After a controversy-filled game one the Senators - and the fans - can only do one thing: move on.
After game one was predictably filled with talking points both on and off the ice there's only one way the team can respond:
P.K. Subban got away with an inadvertent swing at J.G. Pageau's head in game one while attempting to play the puck. He was correctly assessed a five minute penalty and game misconduct for his two-handed chop at Mark Stone's wrist. He wasn't, however, suspended. Whether or not Subban threatened Stone before the slash doesn't really matter either at this point. The organization and the fans are upset about this but there isn't much we can do that's productive, especially for the players. Retaliatory acts are dangerous and ill-conceived at the best of times but with your team already down a game in the series, such an act is downright indefensible.

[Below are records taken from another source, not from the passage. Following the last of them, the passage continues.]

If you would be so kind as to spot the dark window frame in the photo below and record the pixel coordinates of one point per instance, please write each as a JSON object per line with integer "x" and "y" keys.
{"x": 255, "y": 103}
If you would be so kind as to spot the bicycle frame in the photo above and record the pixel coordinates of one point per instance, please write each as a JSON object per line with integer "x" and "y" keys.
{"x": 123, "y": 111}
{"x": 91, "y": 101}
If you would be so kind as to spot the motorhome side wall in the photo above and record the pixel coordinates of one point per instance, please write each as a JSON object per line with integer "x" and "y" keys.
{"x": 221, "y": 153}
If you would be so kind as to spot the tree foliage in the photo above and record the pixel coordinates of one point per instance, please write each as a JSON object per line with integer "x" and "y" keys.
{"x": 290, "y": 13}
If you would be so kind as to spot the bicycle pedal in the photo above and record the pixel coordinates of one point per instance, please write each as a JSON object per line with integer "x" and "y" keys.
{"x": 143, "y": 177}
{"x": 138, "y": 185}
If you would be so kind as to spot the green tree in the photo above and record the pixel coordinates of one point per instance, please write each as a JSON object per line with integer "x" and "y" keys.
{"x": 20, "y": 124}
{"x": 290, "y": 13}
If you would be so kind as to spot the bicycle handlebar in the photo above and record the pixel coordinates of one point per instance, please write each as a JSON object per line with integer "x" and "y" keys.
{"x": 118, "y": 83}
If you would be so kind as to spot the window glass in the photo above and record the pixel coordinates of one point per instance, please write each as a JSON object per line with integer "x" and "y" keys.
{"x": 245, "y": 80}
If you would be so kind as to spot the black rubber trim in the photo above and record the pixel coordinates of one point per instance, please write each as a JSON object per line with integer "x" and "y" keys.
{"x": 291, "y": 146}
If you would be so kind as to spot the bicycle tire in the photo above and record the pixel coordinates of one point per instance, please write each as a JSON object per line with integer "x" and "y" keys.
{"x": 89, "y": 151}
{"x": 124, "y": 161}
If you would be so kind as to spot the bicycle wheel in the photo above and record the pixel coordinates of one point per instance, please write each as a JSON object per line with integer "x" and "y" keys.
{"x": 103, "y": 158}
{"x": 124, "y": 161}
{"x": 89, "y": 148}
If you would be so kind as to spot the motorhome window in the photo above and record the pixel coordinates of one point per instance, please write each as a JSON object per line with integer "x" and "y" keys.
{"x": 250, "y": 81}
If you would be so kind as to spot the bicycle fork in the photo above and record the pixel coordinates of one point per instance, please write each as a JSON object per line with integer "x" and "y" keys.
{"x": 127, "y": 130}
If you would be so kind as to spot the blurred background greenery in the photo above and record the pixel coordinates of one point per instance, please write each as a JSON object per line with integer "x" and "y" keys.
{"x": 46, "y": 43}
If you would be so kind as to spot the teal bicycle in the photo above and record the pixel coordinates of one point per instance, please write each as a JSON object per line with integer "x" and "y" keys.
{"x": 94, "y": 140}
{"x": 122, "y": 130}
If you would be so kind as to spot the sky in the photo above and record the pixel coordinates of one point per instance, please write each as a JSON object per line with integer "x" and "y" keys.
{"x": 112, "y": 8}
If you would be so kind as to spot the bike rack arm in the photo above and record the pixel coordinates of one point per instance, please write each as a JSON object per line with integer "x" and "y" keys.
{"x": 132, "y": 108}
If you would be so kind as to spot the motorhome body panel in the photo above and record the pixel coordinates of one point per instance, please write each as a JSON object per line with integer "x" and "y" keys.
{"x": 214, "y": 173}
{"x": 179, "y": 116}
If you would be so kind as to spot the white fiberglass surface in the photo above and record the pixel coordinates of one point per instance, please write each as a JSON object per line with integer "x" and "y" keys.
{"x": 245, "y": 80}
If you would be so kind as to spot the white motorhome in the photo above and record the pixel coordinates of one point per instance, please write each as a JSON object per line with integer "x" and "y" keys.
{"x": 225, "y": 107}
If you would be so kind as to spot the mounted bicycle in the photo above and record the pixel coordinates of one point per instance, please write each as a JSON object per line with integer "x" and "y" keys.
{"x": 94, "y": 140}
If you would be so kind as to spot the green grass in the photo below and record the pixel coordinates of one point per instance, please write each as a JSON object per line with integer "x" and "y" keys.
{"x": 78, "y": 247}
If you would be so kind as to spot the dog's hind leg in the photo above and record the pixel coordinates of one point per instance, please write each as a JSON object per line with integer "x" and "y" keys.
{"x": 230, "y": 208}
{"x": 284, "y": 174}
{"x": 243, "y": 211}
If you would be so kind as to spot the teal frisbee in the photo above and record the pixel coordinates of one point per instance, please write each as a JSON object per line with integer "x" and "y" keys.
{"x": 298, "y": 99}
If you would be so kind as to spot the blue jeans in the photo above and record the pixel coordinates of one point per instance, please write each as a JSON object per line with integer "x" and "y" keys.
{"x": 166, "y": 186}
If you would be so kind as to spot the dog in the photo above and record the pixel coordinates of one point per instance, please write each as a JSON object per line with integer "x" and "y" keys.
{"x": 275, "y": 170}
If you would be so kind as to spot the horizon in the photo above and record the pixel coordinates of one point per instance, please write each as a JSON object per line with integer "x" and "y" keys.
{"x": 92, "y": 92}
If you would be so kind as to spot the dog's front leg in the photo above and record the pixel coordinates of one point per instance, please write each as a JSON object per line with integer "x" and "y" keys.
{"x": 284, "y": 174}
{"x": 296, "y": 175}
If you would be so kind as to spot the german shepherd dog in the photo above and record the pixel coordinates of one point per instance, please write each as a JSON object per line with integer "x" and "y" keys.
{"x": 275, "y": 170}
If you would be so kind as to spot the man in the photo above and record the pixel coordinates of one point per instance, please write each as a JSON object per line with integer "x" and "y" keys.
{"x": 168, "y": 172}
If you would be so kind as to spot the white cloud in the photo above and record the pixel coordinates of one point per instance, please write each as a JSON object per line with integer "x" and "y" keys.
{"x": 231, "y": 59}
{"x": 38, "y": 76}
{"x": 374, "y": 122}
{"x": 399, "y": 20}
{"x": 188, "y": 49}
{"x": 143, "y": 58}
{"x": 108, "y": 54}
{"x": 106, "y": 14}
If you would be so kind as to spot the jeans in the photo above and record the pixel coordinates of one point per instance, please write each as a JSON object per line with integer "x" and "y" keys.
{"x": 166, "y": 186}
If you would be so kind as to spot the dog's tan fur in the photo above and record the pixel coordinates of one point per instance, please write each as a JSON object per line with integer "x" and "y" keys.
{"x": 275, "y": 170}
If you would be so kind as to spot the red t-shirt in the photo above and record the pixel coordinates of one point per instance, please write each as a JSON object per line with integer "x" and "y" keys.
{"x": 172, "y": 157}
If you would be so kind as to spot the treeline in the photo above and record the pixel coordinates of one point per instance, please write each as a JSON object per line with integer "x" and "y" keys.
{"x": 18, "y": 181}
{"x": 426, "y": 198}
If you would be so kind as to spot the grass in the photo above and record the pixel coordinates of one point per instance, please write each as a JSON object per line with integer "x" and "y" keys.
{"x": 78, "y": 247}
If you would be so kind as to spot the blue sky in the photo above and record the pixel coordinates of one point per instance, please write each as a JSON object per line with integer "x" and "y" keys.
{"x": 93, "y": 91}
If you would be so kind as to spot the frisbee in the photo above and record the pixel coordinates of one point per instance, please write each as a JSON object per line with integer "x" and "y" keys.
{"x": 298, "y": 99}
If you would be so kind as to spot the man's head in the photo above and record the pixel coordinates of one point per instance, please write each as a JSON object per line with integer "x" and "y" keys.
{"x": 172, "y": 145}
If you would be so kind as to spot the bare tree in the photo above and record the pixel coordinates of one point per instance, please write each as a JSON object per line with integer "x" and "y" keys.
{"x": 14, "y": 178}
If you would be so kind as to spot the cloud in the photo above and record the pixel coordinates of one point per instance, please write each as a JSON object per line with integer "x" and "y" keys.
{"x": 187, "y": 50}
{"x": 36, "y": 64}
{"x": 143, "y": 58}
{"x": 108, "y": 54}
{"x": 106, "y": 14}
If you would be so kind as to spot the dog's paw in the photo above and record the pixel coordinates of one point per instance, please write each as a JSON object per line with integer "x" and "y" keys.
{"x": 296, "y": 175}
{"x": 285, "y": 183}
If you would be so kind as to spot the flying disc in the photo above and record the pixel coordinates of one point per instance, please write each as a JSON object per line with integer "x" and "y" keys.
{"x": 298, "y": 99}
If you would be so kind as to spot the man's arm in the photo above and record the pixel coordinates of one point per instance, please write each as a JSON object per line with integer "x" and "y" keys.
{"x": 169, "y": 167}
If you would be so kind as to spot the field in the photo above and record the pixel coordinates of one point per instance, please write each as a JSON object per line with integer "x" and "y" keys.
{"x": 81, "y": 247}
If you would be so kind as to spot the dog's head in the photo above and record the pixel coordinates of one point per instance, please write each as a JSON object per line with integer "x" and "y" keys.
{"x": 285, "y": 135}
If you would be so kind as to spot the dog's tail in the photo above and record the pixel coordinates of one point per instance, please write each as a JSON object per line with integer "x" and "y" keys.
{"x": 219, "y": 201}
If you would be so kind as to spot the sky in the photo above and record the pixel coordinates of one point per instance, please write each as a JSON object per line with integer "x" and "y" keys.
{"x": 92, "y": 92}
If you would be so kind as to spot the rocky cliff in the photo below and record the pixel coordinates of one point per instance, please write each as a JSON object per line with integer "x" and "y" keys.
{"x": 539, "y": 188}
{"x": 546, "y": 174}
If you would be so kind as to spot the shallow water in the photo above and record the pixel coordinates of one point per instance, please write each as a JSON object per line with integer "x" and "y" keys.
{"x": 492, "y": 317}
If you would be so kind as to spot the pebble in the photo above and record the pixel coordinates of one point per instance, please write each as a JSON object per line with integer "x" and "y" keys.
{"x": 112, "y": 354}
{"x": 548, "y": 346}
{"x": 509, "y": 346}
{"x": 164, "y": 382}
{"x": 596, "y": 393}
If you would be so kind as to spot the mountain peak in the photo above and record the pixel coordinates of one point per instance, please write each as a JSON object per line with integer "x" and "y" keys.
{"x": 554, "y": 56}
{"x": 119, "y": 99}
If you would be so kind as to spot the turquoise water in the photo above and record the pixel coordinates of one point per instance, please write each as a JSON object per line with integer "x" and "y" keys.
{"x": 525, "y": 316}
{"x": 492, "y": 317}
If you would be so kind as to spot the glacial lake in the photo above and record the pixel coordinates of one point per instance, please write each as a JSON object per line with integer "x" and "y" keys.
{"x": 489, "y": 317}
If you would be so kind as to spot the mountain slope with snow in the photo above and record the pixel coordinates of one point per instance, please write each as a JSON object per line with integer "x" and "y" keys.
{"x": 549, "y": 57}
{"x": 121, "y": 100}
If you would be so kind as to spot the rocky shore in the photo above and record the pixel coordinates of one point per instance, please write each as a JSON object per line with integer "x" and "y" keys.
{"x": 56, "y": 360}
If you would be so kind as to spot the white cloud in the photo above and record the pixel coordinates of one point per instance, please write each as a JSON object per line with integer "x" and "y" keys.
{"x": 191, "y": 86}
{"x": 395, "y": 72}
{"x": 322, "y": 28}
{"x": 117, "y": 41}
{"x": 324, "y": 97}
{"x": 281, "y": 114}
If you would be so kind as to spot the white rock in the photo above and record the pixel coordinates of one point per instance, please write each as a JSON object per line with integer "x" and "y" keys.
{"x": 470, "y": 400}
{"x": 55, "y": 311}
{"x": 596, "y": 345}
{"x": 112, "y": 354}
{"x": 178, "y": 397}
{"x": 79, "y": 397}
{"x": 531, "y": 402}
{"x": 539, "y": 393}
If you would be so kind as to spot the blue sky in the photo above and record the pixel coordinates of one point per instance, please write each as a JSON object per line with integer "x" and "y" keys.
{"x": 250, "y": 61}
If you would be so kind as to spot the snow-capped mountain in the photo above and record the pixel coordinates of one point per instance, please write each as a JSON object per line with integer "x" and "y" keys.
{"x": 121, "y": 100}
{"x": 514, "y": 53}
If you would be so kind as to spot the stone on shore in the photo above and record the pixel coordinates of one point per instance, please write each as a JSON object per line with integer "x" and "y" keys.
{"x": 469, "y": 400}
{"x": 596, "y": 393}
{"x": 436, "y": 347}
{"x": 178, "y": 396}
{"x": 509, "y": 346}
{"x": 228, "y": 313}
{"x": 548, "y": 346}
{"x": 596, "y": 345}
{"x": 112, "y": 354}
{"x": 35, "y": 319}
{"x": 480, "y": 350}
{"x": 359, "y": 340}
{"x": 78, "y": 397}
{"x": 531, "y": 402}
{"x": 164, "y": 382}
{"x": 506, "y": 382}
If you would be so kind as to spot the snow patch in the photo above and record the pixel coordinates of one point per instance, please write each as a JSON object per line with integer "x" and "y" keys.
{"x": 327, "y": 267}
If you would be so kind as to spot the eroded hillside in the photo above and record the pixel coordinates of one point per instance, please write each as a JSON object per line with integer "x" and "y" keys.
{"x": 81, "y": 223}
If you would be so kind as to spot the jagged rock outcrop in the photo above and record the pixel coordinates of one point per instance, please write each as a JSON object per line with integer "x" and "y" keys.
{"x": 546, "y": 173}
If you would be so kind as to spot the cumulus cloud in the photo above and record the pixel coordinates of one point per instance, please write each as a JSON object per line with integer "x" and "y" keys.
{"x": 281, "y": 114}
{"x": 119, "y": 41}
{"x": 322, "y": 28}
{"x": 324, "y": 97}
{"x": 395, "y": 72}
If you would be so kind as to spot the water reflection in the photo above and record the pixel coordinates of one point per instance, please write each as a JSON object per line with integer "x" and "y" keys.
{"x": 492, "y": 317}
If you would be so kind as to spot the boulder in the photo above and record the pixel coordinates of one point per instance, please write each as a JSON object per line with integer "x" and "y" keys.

Mark Stone's injured, there's no way around that. It's unfortunate and the Sens are a much better team with a healthy Stone in the line-up than a probable Chris Neil as his replacement. But Ottawa can't get caught up in losing the team's best forward, the Sens have to find a way to salvage at least one game in Montreal with the players available.
Not a fan of Dave Cameron's post-game comments on Wednesday night or do you like what he said? Either way Murray and Cameron preached a disciplined approach to game two on Thursday. Make no mistake, they're still furious but they know the series is still up for grabs and the deciding factors are ahead, not behind.
Hate the CBC/Sportsnet coverage which seems to favour big market clubs in their commentary and analysis while gravitating toward the two distinction polls of traditional Canadian hockey fandom?
I can't help you there, they've got the rights for 11 more years.